The Bench, however, made it clear that if the examinees were to be given access to evaluated answer books either by permitting inspection or by granting certified copies, such access would have to be given only to that part of the answer book which does not contain any information or signature of the examiners/coordinators/scrutinisers/head examiners, and this could be exempted from disclosure under the Act. This part of the information about the examiners must be removed, covered or severed from the non-exempted part of the answer books, the Bench ruled. The Bench also added that the right to access information about answer books did not extend beyond the period during which the examining body is expected to retain the answer books. The CBSE maintains the answer books for a period of three months, after which it is liable to dispose of or destroy them.

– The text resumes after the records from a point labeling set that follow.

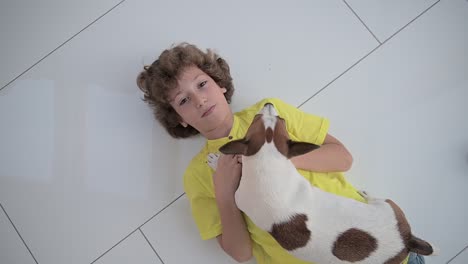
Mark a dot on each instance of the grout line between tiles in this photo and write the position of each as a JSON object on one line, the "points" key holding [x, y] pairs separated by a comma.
{"points": [[427, 9], [450, 260], [17, 232], [21, 74], [352, 66], [138, 228], [151, 246], [368, 29]]}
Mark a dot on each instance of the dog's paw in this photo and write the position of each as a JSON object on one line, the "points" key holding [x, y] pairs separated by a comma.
{"points": [[365, 195], [212, 160]]}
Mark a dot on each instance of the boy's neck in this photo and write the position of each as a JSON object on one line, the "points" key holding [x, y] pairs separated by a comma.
{"points": [[223, 130]]}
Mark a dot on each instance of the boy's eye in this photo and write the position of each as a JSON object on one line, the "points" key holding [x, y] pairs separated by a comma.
{"points": [[183, 101]]}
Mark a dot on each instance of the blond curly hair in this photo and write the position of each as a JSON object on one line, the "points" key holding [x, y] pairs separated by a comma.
{"points": [[159, 78]]}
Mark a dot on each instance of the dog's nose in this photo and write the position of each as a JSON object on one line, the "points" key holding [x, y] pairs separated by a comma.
{"points": [[270, 109]]}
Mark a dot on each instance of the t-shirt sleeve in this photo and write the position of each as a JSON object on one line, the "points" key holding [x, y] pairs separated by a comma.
{"points": [[301, 125], [203, 204]]}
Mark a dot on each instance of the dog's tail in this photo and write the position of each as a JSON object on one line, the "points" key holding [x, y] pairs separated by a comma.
{"points": [[421, 247]]}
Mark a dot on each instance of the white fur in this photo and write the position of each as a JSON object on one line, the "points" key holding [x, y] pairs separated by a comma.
{"points": [[271, 191]]}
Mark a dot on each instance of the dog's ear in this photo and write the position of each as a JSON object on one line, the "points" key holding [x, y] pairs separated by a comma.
{"points": [[299, 148], [236, 147]]}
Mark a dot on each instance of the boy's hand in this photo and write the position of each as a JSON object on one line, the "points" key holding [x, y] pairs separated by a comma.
{"points": [[227, 176]]}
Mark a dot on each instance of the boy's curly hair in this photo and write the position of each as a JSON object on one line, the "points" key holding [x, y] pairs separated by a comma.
{"points": [[158, 79]]}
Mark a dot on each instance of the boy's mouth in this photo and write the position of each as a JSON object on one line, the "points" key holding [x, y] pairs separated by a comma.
{"points": [[209, 111]]}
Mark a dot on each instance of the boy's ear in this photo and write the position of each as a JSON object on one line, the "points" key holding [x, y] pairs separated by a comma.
{"points": [[235, 147], [300, 148]]}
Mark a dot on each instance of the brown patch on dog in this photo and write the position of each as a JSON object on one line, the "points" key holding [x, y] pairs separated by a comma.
{"points": [[398, 259], [281, 137], [354, 245], [405, 233], [269, 135], [292, 234]]}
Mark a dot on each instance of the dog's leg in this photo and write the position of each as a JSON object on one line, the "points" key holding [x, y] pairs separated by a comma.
{"points": [[370, 198], [212, 160]]}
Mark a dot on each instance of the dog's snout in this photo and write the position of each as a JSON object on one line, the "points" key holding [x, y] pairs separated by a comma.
{"points": [[269, 109]]}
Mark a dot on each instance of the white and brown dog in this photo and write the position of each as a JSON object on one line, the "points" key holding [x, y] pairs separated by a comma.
{"points": [[309, 223]]}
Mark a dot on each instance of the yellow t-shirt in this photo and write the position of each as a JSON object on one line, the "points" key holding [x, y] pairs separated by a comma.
{"points": [[198, 178]]}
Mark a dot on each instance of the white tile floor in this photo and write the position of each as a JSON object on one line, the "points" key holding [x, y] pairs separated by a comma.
{"points": [[86, 174]]}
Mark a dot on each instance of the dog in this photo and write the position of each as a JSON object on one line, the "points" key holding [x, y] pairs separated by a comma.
{"points": [[311, 224]]}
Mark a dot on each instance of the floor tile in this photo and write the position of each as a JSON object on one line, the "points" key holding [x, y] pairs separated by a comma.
{"points": [[83, 163], [31, 29], [12, 248], [385, 18], [402, 113], [134, 249], [461, 259], [174, 229]]}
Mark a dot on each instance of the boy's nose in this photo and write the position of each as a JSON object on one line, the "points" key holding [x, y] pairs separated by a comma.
{"points": [[200, 101]]}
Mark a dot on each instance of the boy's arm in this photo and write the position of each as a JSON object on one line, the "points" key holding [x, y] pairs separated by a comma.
{"points": [[235, 239], [332, 156]]}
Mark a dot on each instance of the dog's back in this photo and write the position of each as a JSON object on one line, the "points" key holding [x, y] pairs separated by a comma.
{"points": [[312, 224]]}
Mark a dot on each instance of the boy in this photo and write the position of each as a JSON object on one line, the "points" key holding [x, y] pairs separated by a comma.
{"points": [[190, 92]]}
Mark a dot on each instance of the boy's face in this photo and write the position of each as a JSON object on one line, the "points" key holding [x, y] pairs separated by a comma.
{"points": [[199, 101]]}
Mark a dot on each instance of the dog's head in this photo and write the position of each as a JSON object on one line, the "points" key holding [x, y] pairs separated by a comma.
{"points": [[267, 128]]}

Information-seekers have generally welcomed the Bench's directions in the case. However, some of the Bench's observations on the scope of the RTI Act and the conditions subject to which information should be furnished have been of concern to them. They feel it is surprising that the Bench made these observations even though they were not at all relevant to the case before it.

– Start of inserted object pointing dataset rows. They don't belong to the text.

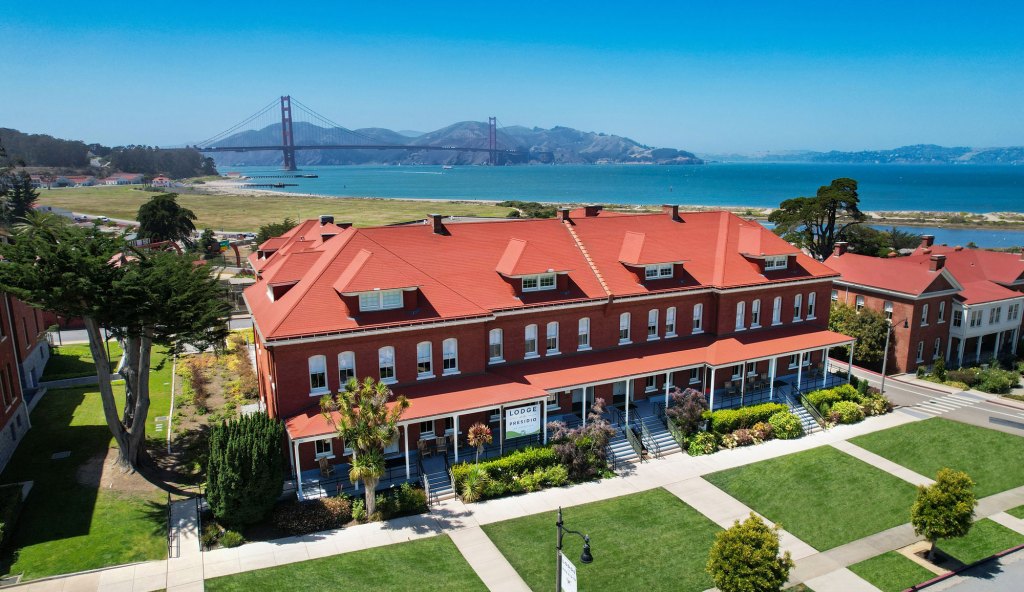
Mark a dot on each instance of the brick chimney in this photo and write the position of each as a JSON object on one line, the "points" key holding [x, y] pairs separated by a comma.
{"points": [[438, 224]]}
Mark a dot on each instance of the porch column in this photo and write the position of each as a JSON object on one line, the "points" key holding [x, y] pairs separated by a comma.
{"points": [[298, 469], [404, 430], [800, 370], [455, 437], [711, 404]]}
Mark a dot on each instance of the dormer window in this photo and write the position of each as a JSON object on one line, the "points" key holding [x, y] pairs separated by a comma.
{"points": [[380, 300], [539, 282], [657, 271], [776, 262]]}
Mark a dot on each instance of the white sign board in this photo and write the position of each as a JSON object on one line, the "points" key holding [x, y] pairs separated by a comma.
{"points": [[568, 575], [520, 421]]}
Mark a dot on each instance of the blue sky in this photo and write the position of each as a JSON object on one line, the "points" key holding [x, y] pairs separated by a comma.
{"points": [[699, 76]]}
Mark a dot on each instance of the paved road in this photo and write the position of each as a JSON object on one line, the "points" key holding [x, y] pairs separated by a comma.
{"points": [[965, 407]]}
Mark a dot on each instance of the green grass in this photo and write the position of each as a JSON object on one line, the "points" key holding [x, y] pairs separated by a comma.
{"points": [[647, 541], [891, 572], [248, 212], [991, 458], [75, 361], [986, 538], [70, 525], [824, 497], [425, 564]]}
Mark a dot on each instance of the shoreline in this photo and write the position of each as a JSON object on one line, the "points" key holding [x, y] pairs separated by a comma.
{"points": [[922, 218]]}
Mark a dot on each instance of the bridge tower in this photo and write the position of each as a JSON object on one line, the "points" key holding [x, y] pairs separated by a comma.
{"points": [[287, 133], [492, 140]]}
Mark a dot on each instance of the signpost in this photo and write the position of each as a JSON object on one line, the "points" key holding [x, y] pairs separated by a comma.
{"points": [[520, 421]]}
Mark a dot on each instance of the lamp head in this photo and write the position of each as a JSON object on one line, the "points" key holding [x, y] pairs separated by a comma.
{"points": [[586, 556]]}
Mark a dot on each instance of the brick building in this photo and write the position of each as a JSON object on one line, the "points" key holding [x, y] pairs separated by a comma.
{"points": [[485, 321], [960, 304]]}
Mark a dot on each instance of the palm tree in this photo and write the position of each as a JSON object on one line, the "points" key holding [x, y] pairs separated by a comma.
{"points": [[366, 416]]}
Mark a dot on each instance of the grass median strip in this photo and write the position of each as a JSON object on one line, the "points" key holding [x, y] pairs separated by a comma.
{"points": [[426, 564], [891, 572], [824, 497], [991, 458], [647, 541]]}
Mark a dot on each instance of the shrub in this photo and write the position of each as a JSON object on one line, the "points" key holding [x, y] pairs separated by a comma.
{"points": [[312, 515], [244, 476], [728, 420], [847, 412], [785, 425], [231, 539], [704, 443]]}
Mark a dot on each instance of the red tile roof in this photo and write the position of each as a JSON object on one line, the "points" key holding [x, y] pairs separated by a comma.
{"points": [[457, 272]]}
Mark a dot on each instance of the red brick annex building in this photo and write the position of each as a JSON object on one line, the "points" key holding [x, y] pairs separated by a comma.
{"points": [[530, 320]]}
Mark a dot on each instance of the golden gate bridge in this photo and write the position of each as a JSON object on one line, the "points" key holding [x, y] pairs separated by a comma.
{"points": [[318, 132]]}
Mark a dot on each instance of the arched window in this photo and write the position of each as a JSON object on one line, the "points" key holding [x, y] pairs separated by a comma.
{"points": [[496, 347], [317, 374], [346, 367], [424, 360], [450, 355], [385, 356]]}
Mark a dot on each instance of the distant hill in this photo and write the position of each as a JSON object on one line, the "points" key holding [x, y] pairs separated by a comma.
{"points": [[918, 154], [559, 144]]}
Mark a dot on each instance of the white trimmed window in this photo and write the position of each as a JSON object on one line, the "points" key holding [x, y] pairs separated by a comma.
{"points": [[380, 300], [657, 271], [450, 355], [529, 343], [583, 334], [552, 338], [317, 374], [424, 360], [539, 282], [385, 364], [346, 367], [496, 348]]}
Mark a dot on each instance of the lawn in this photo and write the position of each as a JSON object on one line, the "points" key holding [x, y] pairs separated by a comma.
{"points": [[891, 572], [986, 538], [69, 522], [647, 541], [248, 212], [75, 361], [824, 497], [991, 458], [425, 564]]}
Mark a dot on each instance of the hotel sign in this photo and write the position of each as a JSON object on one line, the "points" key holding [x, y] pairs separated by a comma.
{"points": [[520, 421]]}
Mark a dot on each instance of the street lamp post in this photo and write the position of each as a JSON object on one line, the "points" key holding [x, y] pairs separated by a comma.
{"points": [[885, 353], [585, 557]]}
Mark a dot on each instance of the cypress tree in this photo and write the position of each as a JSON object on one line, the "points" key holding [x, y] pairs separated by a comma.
{"points": [[244, 473]]}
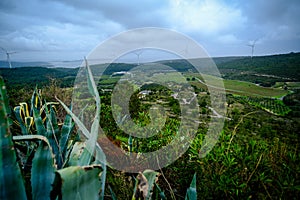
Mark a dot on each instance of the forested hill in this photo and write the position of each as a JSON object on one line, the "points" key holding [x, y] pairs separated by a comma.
{"points": [[265, 70], [32, 76], [285, 66]]}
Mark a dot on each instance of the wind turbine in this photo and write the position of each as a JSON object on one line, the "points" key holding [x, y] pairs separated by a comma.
{"points": [[252, 45], [8, 56], [138, 55]]}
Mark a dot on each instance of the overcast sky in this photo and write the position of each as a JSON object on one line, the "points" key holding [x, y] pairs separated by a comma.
{"points": [[53, 30]]}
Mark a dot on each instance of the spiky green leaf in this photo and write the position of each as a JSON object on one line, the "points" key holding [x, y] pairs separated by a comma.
{"points": [[11, 181], [191, 193], [77, 182]]}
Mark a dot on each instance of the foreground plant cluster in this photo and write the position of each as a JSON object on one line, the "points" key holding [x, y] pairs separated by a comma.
{"points": [[45, 156]]}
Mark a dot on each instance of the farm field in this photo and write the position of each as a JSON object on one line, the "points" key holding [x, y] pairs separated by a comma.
{"points": [[255, 156]]}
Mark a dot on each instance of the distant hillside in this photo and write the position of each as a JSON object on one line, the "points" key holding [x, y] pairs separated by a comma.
{"points": [[30, 76], [285, 67], [4, 64], [264, 70]]}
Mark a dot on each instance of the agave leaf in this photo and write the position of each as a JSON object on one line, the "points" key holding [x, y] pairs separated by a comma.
{"points": [[113, 195], [191, 193], [53, 133], [42, 172], [77, 182], [43, 167], [17, 112], [36, 101], [74, 158], [39, 125], [66, 131], [11, 181]]}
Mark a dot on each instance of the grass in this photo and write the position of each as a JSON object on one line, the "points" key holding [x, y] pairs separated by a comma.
{"points": [[250, 89]]}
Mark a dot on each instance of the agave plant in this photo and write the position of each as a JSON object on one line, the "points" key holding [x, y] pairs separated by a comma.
{"points": [[52, 176]]}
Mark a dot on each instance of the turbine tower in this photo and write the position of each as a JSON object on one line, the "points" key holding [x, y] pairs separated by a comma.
{"points": [[252, 45], [8, 56], [138, 55]]}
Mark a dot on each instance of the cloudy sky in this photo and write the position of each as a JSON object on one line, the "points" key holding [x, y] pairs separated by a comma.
{"points": [[56, 30]]}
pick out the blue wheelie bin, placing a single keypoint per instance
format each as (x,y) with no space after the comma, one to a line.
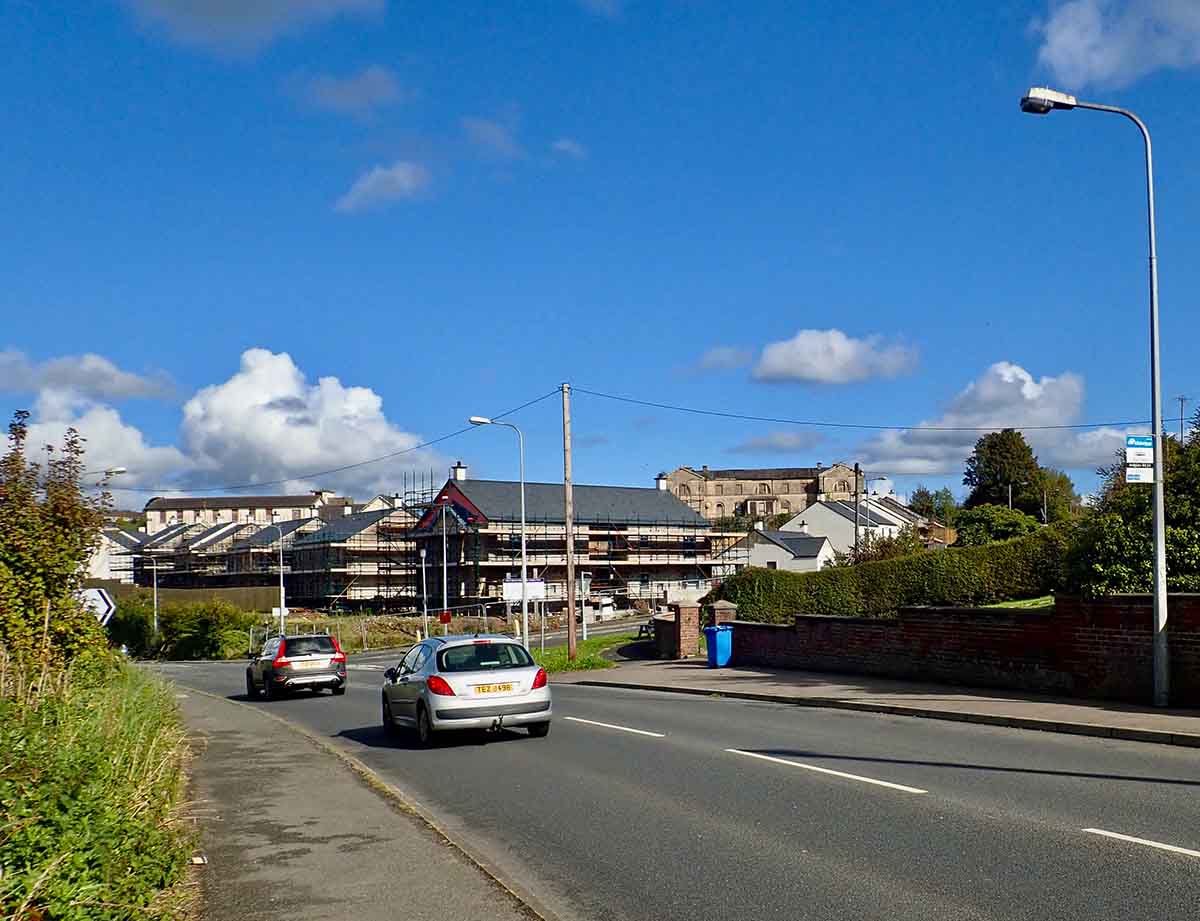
(720,645)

The Bench observed that a public authority was not required to collect or collate non-available information and then furnish it to an applicant. A public authority, the Bench held, was also not required to furnish information which required the drawing of inferences and/or the making of assumptions.

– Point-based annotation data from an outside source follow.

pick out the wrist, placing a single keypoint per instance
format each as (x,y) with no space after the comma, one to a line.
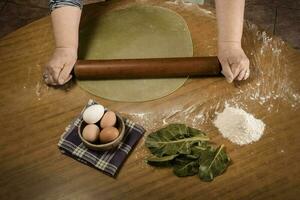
(229,44)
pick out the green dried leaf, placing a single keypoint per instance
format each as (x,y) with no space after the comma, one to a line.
(212,163)
(174,139)
(156,159)
(185,166)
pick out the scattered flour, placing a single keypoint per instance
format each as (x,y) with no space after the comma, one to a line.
(239,126)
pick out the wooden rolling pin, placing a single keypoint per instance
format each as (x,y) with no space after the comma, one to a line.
(147,68)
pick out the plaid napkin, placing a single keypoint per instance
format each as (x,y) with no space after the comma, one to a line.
(109,161)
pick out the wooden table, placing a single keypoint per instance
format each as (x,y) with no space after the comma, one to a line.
(33,116)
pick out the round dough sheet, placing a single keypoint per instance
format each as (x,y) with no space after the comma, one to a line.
(135,32)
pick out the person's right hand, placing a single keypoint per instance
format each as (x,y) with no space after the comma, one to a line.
(57,70)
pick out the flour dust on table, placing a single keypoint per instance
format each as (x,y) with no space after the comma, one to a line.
(239,126)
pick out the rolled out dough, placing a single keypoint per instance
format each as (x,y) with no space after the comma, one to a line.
(138,31)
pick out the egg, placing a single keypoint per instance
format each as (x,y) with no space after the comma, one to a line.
(108,134)
(109,119)
(91,133)
(93,114)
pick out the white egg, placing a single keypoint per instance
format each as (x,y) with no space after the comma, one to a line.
(93,114)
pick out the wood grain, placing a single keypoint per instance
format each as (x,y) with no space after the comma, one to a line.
(34,116)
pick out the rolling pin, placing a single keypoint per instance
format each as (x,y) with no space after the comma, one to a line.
(147,68)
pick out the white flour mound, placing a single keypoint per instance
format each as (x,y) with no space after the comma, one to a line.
(239,126)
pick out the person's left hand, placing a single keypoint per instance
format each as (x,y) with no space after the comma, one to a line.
(235,63)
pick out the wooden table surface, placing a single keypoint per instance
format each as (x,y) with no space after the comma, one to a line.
(33,116)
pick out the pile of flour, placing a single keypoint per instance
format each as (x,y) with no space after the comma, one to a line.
(239,126)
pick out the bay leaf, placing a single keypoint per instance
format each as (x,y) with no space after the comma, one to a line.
(185,166)
(174,139)
(212,163)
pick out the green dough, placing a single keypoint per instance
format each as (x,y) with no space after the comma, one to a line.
(135,32)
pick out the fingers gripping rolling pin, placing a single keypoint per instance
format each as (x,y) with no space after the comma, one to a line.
(147,68)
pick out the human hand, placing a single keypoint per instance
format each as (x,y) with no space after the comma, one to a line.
(57,70)
(235,63)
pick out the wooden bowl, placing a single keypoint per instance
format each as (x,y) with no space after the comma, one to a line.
(120,125)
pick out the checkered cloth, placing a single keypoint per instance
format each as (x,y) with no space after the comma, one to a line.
(109,161)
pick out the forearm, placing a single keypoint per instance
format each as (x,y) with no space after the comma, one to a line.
(230,16)
(65,21)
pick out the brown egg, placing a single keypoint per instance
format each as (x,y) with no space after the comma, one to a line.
(109,119)
(91,133)
(108,134)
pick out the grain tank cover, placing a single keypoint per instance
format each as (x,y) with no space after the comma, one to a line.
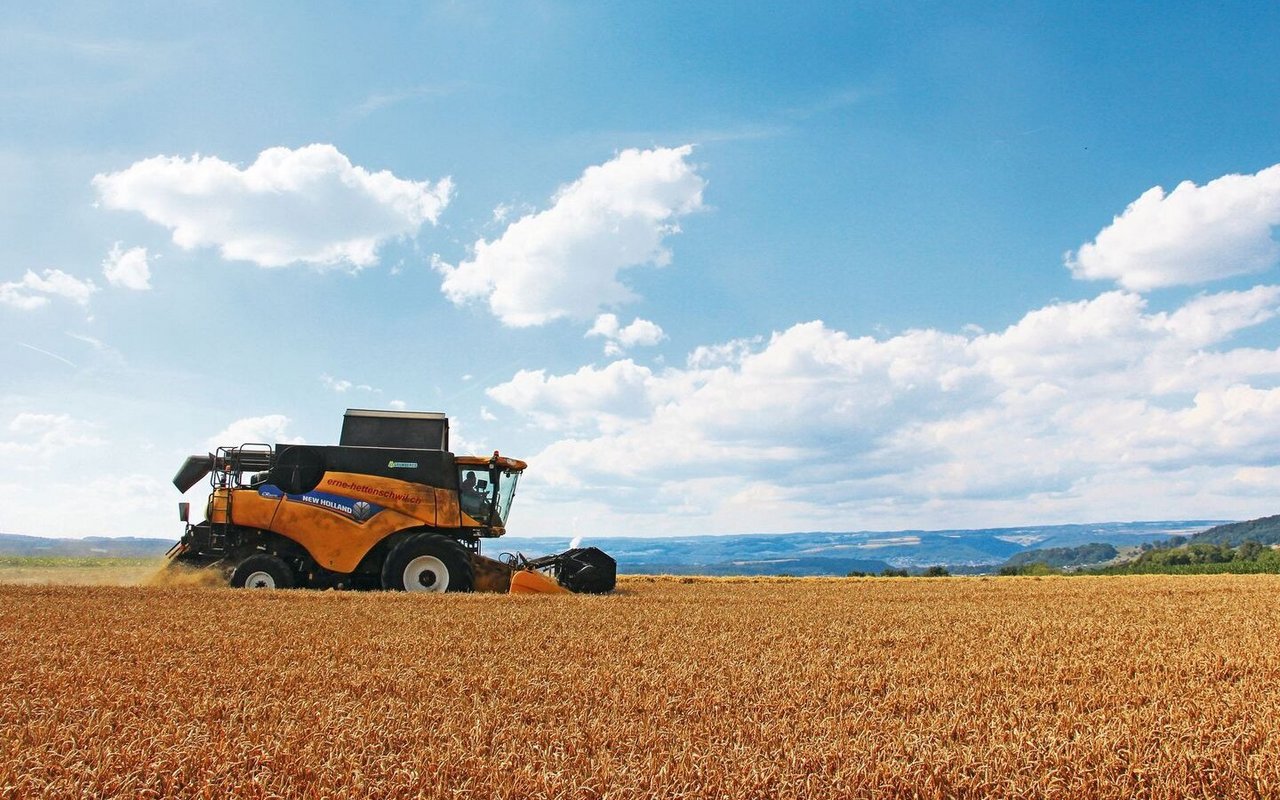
(428,430)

The Bench added that indiscriminate and impractical demands or directions under the RTI Act for disclosure of all and sundry information (unrelated to transparency and accountability in the functioning of public authorities and eradication of corruption) would be counterproductive as it would adversely affect the efficiency of administration and result in the executive getting bogged down with the non-productive work of collecting and furnishing information.

Information-seekers are concerned that the authorities may take refuge under these observations of the Bench and deny them information. They are disappointed that the Bench described the work of collecting and furnishing information as non-productive work. In most cases before the Information Commissions, the authorities are called upon to collect and collate information which may not be readily available but which could be gathered with some effort. The Bench's observations, it is feared, will come in the way of Central and State Information Commissions seeking to achieve the objectives of the Act.

More important, under the Act, the authorities are not expected to question the objectives of the information-seekers. Therefore, the Bench's observation that demands for information must be related to transparency and accountability in the functioning of public authorities and eradication of corruption may unnecessarily endow the authorities with unnecessary discretion in examining the motives of the information-seekers.

Clearly, many feel, these observations are against the spirit of the RTI Act, and it would be in the Act's interest if they were considered obiter dicta rather than binding on the authorities and the Information Commissions.